On June 24, IAPI launched the autobiography of Dr. Chandra Sankurathri who lost his wife and two children in the Air India bombing on June 23, 1985. The midair blast above the Irish Sea had left 329 people dead. The crime is widely blamed on Sikh separatists seeking revenge for repression of Sikhs in India. Sankurathri had turned his grief into strength and started a charity in the name of his beloved wife in India. The foundation runs a free school and a free hospital respectively named after his daughter and son. Since the Air India incident was also an attack on diversity, IAPI decided to support Sankurathri. In the absence of Sankurathri, who was in India, the book was launched by other victims’ families. Georgia Straight Editor Charlie Smith and former Globe and Mail reporter Robert Matas were the guest speakers at the event, held at George Mackie Library in Delta.

On July 22, IAPI held a rally at Holland Park to condemn the attack on Swami Agnivesh.

Agnivesh, who is a Hindu reformist and vocal critic of superstition and Hindu extremism was assaulted by the supporters of BJP in Jharkahd. The IAPI also condemned the vandalizing of the office of senior Congress leader Shashi Tharoor in Kerala. Tharoor was targeted for warning against the attempts of turning India into “Hindu Pakistan”.

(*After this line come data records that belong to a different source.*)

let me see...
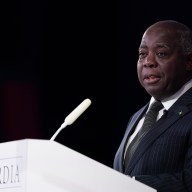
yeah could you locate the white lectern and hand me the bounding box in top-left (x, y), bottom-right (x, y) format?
top-left (0, 139), bottom-right (156, 192)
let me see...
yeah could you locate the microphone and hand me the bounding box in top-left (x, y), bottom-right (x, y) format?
top-left (50, 98), bottom-right (92, 141)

The demonstration coincided with the first anniversary of IAPI. Elected officials and the media once again ignored this important rally, even though many of them were present at a festival that was taking place in the same park.

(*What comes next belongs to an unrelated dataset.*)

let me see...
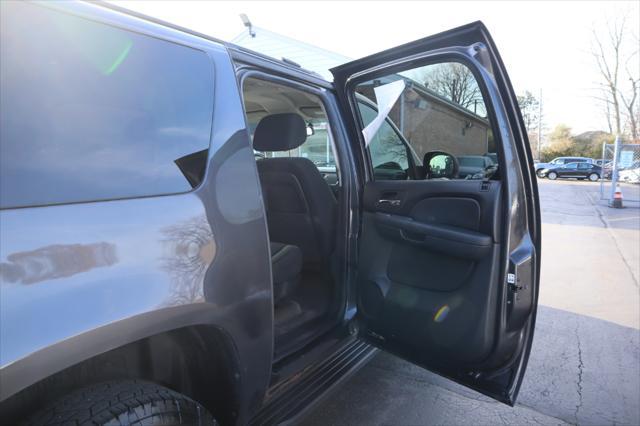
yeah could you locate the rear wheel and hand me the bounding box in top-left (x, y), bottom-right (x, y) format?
top-left (28, 380), bottom-right (218, 426)
top-left (547, 171), bottom-right (558, 180)
top-left (589, 172), bottom-right (599, 181)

Apart from organizing its own events, IAPI took active part in similar demonstrations held by Ambedkar Internation Social Reform Organisation (AISRO) in Surrey. AISRO has taken leadership in organizing rallies against growing attacks on Dalits or so called untouchables in India in the recent months. IAPI has joined them time and again to show its solidarity with them.

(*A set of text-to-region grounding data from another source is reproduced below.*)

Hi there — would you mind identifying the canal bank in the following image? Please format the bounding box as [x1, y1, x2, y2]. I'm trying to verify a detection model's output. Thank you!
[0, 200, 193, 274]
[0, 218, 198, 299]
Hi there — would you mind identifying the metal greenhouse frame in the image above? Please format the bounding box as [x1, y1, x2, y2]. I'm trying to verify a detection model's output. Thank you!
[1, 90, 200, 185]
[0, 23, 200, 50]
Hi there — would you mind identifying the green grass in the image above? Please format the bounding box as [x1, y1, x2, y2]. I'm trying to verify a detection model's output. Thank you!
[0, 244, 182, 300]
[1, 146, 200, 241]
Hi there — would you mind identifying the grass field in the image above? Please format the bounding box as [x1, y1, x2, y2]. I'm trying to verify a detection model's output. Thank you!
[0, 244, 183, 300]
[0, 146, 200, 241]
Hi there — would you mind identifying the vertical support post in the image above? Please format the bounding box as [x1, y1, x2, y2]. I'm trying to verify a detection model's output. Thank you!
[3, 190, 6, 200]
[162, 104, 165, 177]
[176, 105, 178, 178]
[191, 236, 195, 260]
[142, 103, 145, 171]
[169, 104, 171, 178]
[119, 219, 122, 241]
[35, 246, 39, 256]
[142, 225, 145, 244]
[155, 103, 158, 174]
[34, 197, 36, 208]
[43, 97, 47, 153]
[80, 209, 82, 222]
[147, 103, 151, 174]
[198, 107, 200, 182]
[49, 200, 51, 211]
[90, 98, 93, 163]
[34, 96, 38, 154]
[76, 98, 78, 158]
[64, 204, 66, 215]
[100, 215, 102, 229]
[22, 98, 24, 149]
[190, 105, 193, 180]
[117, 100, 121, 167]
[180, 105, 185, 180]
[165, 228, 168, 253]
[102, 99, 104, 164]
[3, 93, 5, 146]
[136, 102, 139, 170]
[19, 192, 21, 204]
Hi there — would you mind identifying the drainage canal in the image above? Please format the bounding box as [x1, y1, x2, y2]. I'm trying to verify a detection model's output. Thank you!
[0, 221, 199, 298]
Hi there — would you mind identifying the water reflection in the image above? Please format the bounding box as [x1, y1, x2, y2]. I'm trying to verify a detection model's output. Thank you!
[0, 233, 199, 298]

IAPI has just started its journey and we have a long road ahead, and we will continue to raise our voice against bigotry in any form. Even though our numbers have never exceeded 50, or we haven’t received much media support, we are still thankful to few dedicated friends in media, politics and community for their continued solidarity. Considering that we have just completed first year, with limited resources, we are proud of having been successful in inviting real heroes from India, like Teesta Setalvad, Rana Ayyub or Buta Singh who continue to fight against real challenges on the ground. We are also proud of being consistently vocal against sectarian violence of any kind in any part of the world. Hopefully, our caravan will grow as we continue to march ahead.

Gurpreet Singh is a Canada- based journalist who publishes Radical Desi- a monthly magazine that covers alternative politics.